Thanks to Neill's clue, I was able to do some research. It would appear that the BBC report was not entirely correct.
Section 49 of the Constitution of Jamaica sets out the amending formula for the Constitution, divided into three areas: simple provisions, entrenched provisions and specially entrenched divisions.
Section 34 of the Constitution is one of those specially entrenched provisions.
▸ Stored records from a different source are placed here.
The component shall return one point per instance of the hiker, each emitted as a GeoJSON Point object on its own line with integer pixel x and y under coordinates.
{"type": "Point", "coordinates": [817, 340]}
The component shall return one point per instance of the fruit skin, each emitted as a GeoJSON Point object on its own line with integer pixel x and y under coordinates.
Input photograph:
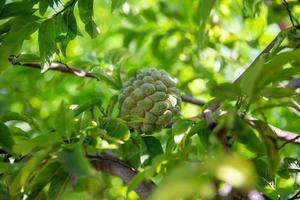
{"type": "Point", "coordinates": [151, 95]}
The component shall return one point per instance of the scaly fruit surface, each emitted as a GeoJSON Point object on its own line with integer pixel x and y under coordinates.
{"type": "Point", "coordinates": [151, 95]}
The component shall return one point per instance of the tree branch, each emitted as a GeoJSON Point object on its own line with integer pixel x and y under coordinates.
{"type": "Point", "coordinates": [54, 67]}
{"type": "Point", "coordinates": [192, 100]}
{"type": "Point", "coordinates": [107, 163]}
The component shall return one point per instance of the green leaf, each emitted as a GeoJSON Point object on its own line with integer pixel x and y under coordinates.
{"type": "Point", "coordinates": [70, 195]}
{"type": "Point", "coordinates": [153, 146]}
{"type": "Point", "coordinates": [74, 161]}
{"type": "Point", "coordinates": [203, 13]}
{"type": "Point", "coordinates": [21, 8]}
{"type": "Point", "coordinates": [277, 92]}
{"type": "Point", "coordinates": [42, 178]}
{"type": "Point", "coordinates": [116, 128]}
{"type": "Point", "coordinates": [58, 185]}
{"type": "Point", "coordinates": [9, 116]}
{"type": "Point", "coordinates": [262, 73]}
{"type": "Point", "coordinates": [64, 121]}
{"type": "Point", "coordinates": [101, 75]}
{"type": "Point", "coordinates": [249, 79]}
{"type": "Point", "coordinates": [8, 167]}
{"type": "Point", "coordinates": [4, 194]}
{"type": "Point", "coordinates": [89, 105]}
{"type": "Point", "coordinates": [6, 140]}
{"type": "Point", "coordinates": [246, 136]}
{"type": "Point", "coordinates": [47, 36]}
{"type": "Point", "coordinates": [115, 4]}
{"type": "Point", "coordinates": [71, 23]}
{"type": "Point", "coordinates": [23, 176]}
{"type": "Point", "coordinates": [92, 29]}
{"type": "Point", "coordinates": [86, 9]}
{"type": "Point", "coordinates": [25, 58]}
{"type": "Point", "coordinates": [146, 174]}
{"type": "Point", "coordinates": [250, 7]}
{"type": "Point", "coordinates": [2, 2]}
{"type": "Point", "coordinates": [202, 130]}
{"type": "Point", "coordinates": [42, 140]}
{"type": "Point", "coordinates": [181, 126]}
{"type": "Point", "coordinates": [12, 41]}
{"type": "Point", "coordinates": [111, 105]}
{"type": "Point", "coordinates": [43, 5]}
{"type": "Point", "coordinates": [226, 91]}
{"type": "Point", "coordinates": [269, 139]}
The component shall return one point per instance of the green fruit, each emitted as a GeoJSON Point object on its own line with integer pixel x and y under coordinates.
{"type": "Point", "coordinates": [151, 95]}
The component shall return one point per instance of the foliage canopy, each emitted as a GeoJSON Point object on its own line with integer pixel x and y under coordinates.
{"type": "Point", "coordinates": [60, 132]}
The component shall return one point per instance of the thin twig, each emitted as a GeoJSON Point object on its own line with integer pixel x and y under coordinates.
{"type": "Point", "coordinates": [108, 163]}
{"type": "Point", "coordinates": [289, 12]}
{"type": "Point", "coordinates": [289, 141]}
{"type": "Point", "coordinates": [296, 196]}
{"type": "Point", "coordinates": [54, 67]}
{"type": "Point", "coordinates": [192, 100]}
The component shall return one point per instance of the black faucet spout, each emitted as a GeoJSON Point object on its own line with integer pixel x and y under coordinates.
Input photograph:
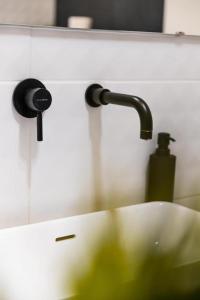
{"type": "Point", "coordinates": [96, 96]}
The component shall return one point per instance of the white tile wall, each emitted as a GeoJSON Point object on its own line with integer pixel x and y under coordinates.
{"type": "Point", "coordinates": [87, 150]}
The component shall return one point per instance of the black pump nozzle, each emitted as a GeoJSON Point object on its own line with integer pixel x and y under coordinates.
{"type": "Point", "coordinates": [164, 139]}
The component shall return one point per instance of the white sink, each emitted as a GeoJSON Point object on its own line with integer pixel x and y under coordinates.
{"type": "Point", "coordinates": [34, 266]}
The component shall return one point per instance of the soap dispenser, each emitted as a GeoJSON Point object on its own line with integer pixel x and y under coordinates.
{"type": "Point", "coordinates": [161, 171]}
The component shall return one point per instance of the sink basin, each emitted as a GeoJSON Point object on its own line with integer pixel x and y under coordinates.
{"type": "Point", "coordinates": [37, 260]}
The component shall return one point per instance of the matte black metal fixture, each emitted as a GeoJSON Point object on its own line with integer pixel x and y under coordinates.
{"type": "Point", "coordinates": [96, 96]}
{"type": "Point", "coordinates": [31, 99]}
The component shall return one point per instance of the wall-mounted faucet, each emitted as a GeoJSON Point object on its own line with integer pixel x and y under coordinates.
{"type": "Point", "coordinates": [96, 96]}
{"type": "Point", "coordinates": [30, 100]}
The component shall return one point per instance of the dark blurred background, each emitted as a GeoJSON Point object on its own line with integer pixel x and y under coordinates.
{"type": "Point", "coordinates": [136, 15]}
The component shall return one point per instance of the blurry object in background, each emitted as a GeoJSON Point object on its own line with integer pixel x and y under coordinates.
{"type": "Point", "coordinates": [135, 15]}
{"type": "Point", "coordinates": [29, 12]}
{"type": "Point", "coordinates": [80, 22]}
{"type": "Point", "coordinates": [182, 15]}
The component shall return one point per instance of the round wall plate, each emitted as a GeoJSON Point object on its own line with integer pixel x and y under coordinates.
{"type": "Point", "coordinates": [89, 95]}
{"type": "Point", "coordinates": [19, 96]}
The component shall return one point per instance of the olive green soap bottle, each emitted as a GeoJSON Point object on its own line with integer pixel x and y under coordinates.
{"type": "Point", "coordinates": [161, 171]}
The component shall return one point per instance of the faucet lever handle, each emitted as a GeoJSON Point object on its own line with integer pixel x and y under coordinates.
{"type": "Point", "coordinates": [31, 99]}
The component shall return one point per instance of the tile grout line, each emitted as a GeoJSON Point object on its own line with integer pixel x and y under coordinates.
{"type": "Point", "coordinates": [29, 135]}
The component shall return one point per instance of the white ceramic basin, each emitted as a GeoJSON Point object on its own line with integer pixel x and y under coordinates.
{"type": "Point", "coordinates": [33, 265]}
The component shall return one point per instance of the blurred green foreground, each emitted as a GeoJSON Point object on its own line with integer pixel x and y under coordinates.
{"type": "Point", "coordinates": [114, 273]}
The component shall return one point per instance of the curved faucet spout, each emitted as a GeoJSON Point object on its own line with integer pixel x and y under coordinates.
{"type": "Point", "coordinates": [96, 96]}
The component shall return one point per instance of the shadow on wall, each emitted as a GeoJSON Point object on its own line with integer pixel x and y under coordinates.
{"type": "Point", "coordinates": [95, 131]}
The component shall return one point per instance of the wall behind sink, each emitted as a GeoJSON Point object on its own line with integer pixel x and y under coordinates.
{"type": "Point", "coordinates": [87, 151]}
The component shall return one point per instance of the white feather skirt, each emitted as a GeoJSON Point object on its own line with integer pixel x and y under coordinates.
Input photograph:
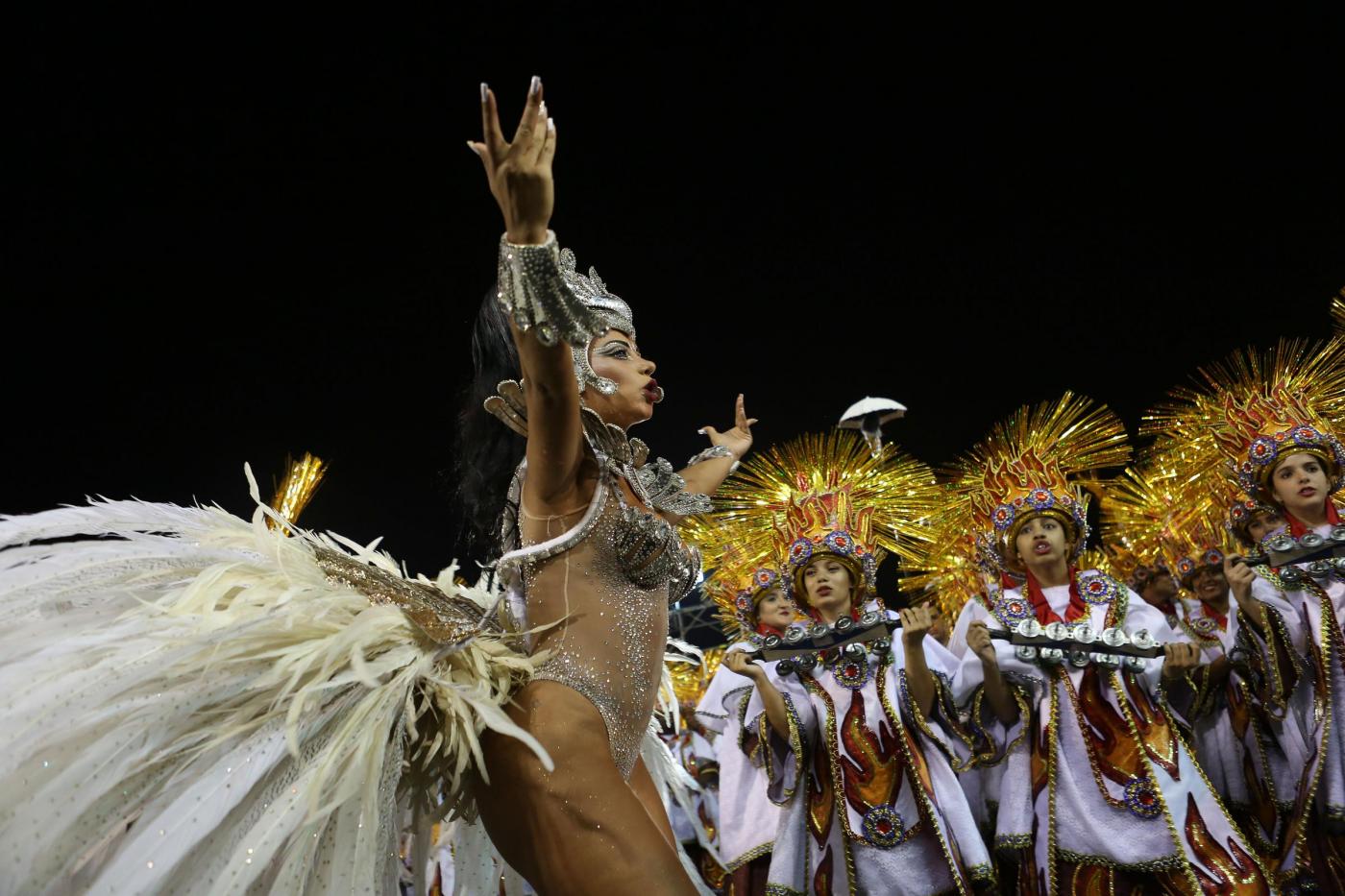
{"type": "Point", "coordinates": [194, 704]}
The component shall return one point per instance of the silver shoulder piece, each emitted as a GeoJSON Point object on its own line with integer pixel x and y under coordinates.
{"type": "Point", "coordinates": [508, 405]}
{"type": "Point", "coordinates": [538, 298]}
{"type": "Point", "coordinates": [666, 490]}
{"type": "Point", "coordinates": [709, 453]}
{"type": "Point", "coordinates": [611, 440]}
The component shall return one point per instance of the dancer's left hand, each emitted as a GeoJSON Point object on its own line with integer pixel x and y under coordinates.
{"type": "Point", "coordinates": [917, 623]}
{"type": "Point", "coordinates": [739, 440]}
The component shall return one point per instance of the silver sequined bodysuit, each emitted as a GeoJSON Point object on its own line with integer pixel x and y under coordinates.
{"type": "Point", "coordinates": [607, 574]}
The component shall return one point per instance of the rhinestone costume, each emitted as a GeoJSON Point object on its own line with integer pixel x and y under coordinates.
{"type": "Point", "coordinates": [600, 580]}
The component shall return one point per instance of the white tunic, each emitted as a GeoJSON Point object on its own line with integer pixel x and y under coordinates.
{"type": "Point", "coordinates": [1063, 806]}
{"type": "Point", "coordinates": [868, 784]}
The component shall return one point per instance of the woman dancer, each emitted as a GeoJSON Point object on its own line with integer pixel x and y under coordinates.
{"type": "Point", "coordinates": [206, 704]}
{"type": "Point", "coordinates": [598, 557]}
{"type": "Point", "coordinates": [1100, 792]}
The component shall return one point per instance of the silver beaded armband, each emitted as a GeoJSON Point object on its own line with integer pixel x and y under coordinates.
{"type": "Point", "coordinates": [537, 298]}
{"type": "Point", "coordinates": [710, 453]}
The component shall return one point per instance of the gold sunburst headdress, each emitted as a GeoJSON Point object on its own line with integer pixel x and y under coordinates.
{"type": "Point", "coordinates": [1251, 410]}
{"type": "Point", "coordinates": [739, 580]}
{"type": "Point", "coordinates": [827, 493]}
{"type": "Point", "coordinates": [1204, 546]}
{"type": "Point", "coordinates": [1031, 466]}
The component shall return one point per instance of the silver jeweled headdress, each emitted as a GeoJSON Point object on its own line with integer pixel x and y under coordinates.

It reads:
There shall be a Parliament of Jamaica which shall consist of Her Majesty, a Senate and a House of Representatives.
For this section to be amended,
The bill, not less than two nor more than six months after its passage through both Houses, has been submitted to the electors qualified to vote for the election of members of the House of Representatives and, on a vote taken in such manner as Parliament may prescribe, the majority of the electors voting have approved the Bill.
Note that it speaks only of a "majority" of electors.
However, if the bill is approved by the House of Representatives but rejected twice by the Senate, it can still be passed,
Not less than two nor more than six months after its rejection by the Senate for the second time, be submitted to the electors qualified to vote for the election of members of the House of Representatives and, if on a vote taken in such manner as Parliament may prescribe, three-fifths of the electors voting approve the Bill, the Bill may be presented to the Governor-General for assent.
In other words, a simple 50%-plus-one approval in a referendum is required to overturn the monarchy. Such a measure would require a 60% approval only where the Senate has twice rejected the bill. Given the pro-republican positions of both leading parties, that would appear unlikely.
So not encouraging news. I hope someone can prove my cursory analysis wrong.